Aktuelle Studie mit 2002 Frauen in der Postmenopause mit T-Wert (Knochten-Dichte-Wert) zwischen -1,0 und -2,5: Tägliche Anwendung von Vibrationstraining-Geräten verbesserte die Knochendichte nach einem Jahr nicht.

Ausführlichere Daten der aktuellen Studie (1): 

Effekt eines 12-monatigen Vibrationstrainings auf Knochendichte und Knochenstruktur bei postmenopausalen Frauen. Eine randomisierte Studie.

HINTERGRUND:

Wenngleich tierexperimentelle Untersuchungen eine positive Wirkung eines Vibrationstrainings (WBV, whole body vibration therapy) auf Knochen zeigten, erbrachten klinische Studien mit postmenopausalen Frauen widersprüchliche Ergebnisse.

ZIEL:

In der Studie sollte untersucht werden, ob ein Vibrationstraining Knochendichte und Knochenstruktur verbessert. 

DESIGN:

Eine monozentrische, randomisierte, kontrollierte Superioritätsstudie mit 3 Parallelgruppen wurde über 12 Monate hinweg durchgeführt (ClinicalTrials.gov Registrierungsnummer: NCT 00420940 )

ORT:

Toronto General Hospital, Ontario, Kanada.

TEILNEHMER:

202 gesunde, postmenopausale Frauen mit einem T-Wert bei der Osteodensitometrie (BMD, bone mineral density)  zwischen -1,0 und -2,5, aber ohne Osteoporosemedikation, nahmen an der Studie teil.

INTERVENTION:

Die Teilnehmerinnen wurden randomisiert jeweils einer von drei Gruppen (im Verhältnis 1:1:1) zugeteilt. Dies erfolgte per Blockrandomisierung und Mitteilung im verschlossenen Umschlag. Die Frauen wurden dazu aufgefordert, täglich 20 Minuten lang auf einer mit niedriger Amplitude (0,3g) bei 90 Hz oder 30 Hz vibrierenden WBV-Platte zu stehen, oder als Kontrollperson zu fungieren. Alle Teilnehmerinnen wurden mit Kalzium und Vitamin D versorgt.

BESTIMMUNGSPUNKTE: 

Das auswertende Personal war gegenüber der Gruppenzugehörigkeit der Teilnehmerinnen verblindet.
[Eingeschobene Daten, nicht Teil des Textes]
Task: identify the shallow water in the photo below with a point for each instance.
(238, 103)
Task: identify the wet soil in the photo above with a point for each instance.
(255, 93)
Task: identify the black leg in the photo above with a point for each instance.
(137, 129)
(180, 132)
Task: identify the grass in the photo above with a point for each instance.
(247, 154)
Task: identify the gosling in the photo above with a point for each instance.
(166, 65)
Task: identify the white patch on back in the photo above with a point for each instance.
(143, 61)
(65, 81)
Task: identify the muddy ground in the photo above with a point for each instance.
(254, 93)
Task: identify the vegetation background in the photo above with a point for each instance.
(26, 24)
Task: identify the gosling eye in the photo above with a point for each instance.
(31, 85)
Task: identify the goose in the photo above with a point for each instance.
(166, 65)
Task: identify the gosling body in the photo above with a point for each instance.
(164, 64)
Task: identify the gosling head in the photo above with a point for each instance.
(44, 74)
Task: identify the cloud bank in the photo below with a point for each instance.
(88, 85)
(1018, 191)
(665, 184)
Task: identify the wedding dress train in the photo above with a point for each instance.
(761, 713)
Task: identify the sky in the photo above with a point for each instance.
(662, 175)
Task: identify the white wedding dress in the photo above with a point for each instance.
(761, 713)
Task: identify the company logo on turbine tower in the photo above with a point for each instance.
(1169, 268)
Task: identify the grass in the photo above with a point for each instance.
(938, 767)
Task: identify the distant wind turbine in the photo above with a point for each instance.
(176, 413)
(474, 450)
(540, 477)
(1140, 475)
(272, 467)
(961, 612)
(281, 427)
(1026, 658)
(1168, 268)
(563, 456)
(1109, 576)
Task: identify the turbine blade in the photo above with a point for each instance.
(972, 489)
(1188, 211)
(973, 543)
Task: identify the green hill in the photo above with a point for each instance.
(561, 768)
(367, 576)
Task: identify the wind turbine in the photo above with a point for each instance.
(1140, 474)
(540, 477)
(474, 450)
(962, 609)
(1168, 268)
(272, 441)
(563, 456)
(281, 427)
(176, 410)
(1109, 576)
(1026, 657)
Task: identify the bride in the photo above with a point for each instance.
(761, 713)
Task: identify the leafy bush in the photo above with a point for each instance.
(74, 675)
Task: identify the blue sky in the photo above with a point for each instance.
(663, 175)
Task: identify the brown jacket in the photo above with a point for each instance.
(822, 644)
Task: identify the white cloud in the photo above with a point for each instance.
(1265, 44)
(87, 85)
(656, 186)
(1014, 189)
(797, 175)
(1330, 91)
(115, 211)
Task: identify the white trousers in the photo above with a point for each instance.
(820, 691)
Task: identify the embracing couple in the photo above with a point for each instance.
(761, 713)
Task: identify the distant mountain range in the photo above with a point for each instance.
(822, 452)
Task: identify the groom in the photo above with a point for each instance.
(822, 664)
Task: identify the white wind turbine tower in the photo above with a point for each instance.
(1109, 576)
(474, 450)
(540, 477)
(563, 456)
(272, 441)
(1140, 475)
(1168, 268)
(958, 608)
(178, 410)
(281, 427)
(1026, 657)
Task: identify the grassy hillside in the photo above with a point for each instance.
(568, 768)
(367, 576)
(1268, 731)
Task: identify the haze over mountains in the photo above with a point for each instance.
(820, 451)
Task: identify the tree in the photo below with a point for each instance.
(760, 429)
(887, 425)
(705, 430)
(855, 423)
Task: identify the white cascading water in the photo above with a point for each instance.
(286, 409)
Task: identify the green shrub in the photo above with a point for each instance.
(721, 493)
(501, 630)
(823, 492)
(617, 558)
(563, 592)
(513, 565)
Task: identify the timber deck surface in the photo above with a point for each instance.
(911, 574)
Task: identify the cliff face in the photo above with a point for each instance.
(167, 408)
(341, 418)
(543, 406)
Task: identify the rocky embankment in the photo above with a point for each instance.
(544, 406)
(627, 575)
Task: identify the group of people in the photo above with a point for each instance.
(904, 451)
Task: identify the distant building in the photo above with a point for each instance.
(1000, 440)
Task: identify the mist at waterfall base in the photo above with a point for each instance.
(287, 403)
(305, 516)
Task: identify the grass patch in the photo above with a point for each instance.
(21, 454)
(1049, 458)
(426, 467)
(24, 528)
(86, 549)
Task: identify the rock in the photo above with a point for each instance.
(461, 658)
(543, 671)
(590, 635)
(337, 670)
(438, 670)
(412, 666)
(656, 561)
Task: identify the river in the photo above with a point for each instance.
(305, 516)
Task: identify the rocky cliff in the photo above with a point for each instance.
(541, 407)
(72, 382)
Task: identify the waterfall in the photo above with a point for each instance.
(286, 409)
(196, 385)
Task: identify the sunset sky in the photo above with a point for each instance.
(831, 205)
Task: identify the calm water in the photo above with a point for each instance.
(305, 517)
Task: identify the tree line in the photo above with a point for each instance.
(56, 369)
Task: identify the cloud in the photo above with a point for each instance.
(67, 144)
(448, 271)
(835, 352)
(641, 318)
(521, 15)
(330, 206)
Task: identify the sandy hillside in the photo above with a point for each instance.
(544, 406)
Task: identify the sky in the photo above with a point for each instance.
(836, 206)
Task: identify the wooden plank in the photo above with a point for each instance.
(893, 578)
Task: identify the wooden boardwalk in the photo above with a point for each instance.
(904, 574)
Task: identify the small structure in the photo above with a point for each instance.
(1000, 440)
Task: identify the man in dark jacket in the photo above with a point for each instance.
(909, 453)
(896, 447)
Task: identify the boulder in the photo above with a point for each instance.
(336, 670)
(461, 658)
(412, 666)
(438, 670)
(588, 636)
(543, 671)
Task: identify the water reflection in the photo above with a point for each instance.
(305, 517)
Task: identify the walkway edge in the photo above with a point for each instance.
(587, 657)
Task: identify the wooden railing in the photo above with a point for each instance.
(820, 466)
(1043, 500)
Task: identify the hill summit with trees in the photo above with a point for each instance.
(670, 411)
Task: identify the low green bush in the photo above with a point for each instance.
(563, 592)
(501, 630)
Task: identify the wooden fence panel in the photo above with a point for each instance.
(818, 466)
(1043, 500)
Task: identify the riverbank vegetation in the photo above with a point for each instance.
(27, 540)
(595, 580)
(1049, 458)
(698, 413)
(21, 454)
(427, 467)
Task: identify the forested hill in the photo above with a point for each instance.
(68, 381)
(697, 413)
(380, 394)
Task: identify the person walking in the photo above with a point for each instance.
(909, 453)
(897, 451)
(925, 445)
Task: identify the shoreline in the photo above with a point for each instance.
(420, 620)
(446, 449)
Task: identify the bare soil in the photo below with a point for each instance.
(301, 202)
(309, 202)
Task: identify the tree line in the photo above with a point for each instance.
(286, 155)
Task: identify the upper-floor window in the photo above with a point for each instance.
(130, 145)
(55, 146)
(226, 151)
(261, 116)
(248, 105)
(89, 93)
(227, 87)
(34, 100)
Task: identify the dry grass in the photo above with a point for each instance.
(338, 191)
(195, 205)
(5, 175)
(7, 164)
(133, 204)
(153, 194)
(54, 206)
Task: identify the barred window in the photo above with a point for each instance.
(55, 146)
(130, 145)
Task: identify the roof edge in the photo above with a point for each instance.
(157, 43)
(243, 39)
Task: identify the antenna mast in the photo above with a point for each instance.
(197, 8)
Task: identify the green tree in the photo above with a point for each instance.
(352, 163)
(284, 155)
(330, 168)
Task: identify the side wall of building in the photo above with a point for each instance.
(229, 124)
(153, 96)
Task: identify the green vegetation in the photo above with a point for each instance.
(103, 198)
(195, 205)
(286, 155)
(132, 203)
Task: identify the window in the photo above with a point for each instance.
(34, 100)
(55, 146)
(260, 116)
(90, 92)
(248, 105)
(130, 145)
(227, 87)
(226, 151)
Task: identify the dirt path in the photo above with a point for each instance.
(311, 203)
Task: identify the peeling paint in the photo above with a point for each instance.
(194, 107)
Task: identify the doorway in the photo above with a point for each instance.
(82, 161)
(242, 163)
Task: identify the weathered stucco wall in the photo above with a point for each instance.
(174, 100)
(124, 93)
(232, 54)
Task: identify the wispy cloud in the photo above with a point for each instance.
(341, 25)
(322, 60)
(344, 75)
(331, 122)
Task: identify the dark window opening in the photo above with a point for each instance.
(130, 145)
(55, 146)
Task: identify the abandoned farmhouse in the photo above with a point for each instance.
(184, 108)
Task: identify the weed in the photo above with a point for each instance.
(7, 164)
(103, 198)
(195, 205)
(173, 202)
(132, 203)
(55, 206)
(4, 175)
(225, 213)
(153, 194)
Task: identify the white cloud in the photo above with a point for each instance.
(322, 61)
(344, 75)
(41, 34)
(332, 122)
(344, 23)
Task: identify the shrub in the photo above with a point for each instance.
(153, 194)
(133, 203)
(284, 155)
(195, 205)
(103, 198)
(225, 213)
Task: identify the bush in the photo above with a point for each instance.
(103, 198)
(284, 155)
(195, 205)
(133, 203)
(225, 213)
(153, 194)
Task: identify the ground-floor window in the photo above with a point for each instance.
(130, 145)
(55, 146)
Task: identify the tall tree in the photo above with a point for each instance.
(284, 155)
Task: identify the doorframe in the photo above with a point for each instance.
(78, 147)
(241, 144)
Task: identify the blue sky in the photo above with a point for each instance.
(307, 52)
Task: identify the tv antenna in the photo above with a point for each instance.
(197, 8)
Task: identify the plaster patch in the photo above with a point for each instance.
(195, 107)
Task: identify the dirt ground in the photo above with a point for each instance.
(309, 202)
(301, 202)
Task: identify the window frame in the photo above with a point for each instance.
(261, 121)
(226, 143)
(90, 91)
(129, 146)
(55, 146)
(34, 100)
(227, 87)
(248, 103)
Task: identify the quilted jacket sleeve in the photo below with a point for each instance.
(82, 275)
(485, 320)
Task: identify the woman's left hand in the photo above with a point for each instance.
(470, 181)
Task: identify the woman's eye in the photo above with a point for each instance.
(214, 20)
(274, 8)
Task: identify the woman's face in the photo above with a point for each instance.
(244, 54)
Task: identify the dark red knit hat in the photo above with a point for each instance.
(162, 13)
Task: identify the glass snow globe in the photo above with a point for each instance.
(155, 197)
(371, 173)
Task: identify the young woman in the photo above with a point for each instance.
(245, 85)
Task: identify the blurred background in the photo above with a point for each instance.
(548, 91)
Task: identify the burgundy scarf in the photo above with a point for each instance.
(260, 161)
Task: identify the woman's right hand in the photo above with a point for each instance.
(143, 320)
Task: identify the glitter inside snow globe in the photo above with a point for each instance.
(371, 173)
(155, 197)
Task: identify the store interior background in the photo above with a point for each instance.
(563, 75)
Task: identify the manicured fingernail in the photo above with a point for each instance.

Mittels hochauflösender peripherer quantitativer Computertomographie wurde die trabekulare volumetrische Knochendichte (BMD) und weitere Parameter von distaler Tibia und distalem Radius gemessen. Mittels Dual-Röntgen-Absorptiometrie wurde der areale BMD-Score bestimmt. Die Messungen erfolgten zu Beginn der Studie und nach 12 Monaten. 

ERGEBNISSE:

Ein 12-monatiges Vibrationstraining hatte gegenüber der Kontrolle keinen signifikanten Effekt auf die Knochenparameter. Der Hauptoutcome, der tibiale trabekulare volumetrische BMD-Score, zeigte eine durchschnittliche Veränderung gegenüber dem Studienanfang von 0,4 mg/cm3 (95% KI, -0,4 bis 1,2 mg/cm3) in der 90-Hz-WBV-Gruppe, eine Veränderung von -0,1 mg/cm3 (KI, -1,0 bis 0,8 mg/cm3) in der 30-Hz-WBV-Gruppe und eine Veränderung von  -0,2 mg/cm3 (KI -1,1 bis 0,6 mg/cm3) in der Kontrollgruppe (p = 0,55). Die Veränderung des arealen BMD-Scores an Femurhals, Gesamthüfte und Lendenwirbelsäule war ebenfalls bei den Gruppen gleich. Insgesamt wurde das Vibrationstraining mit niedriger Amplitude bei 90 Hz und 30 Hz gut toleriert.

EINSCHRÄNKUNGEN:

65-79 % der Teilnehmerinnen hielten sich an die Vorgaben. Eine Doppelverblindung war nicht möglich.

SCHLUSSFOLGERUNG:

Bei postmenopausalen Frauen, die mit Kalzium und Vitamin D supplementiert wurden, erbrachte ein 12-monatiges Vibrationstraining bei 0,3g und 90 Hz oder 30 Hz keine Veränderung der Knochendichte und Knochenstruktur.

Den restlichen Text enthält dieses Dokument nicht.